Du conte enfantin, à une histoire plus intense
[AVEC SPOILER] Les anime arrivent parfois à nous surprendre. Ainsi, un anime qui semble être le parfait exemple du conte pour enfant peut se transformer en histoire plus tortueuse et traumatisante. Kemono no Souja en est le parfait exemple. Alors qu’il commence comme la parfaite histoire d’une petite fille curieuse, heureuse et adorant les animaux, il se transforme en histoire impliquant une guerre civile, des choix difficiles et le rapport de l’homme avec les animaux.

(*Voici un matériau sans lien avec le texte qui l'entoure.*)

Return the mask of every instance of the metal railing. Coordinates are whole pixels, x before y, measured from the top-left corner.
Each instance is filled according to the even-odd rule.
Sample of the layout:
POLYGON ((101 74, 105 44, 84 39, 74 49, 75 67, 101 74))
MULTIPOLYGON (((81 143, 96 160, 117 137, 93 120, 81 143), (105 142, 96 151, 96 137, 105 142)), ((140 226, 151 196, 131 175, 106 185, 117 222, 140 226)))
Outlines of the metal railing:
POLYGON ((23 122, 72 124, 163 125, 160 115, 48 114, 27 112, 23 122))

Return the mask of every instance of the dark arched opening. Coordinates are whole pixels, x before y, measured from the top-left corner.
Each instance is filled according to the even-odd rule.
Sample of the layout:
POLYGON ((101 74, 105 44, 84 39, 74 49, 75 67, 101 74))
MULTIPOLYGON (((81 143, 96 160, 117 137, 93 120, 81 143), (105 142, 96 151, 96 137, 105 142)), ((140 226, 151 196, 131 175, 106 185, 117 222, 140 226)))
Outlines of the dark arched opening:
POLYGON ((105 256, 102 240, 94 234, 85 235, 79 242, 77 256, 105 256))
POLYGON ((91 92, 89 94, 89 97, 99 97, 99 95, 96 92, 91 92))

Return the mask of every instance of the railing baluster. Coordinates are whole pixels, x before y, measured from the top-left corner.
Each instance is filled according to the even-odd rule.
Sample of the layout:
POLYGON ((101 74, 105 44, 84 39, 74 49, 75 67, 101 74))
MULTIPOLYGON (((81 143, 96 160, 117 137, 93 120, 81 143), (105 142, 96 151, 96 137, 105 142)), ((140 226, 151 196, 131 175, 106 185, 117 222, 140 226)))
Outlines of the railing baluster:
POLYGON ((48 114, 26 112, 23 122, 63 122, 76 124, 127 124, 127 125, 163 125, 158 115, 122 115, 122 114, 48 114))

L’histoire nous amène dans le village d’Ake, au sein d’un territoire contrôlé par le grand Duc. Le village d’Ake est spécialisé dans l’élevage des Touda, sorte de lézards géants utilisés par l’armée du Duc pour repousser les envahisseurs et protéger l’autre royaume, celui de la Reine. La mère d’Erin, Soyon, est à la fois éleveuse et vétérinaire pour Touda. Elle est constamment à leur chevet afin qu’ils soient en parfaite condition. En plus de subir les quolibets d’une partie du village, car elle est une femme qui travaille, elle est discriminée à cause de son appartenance au peuple de la brume, peuple qui aurait des pouvoirs mystiques.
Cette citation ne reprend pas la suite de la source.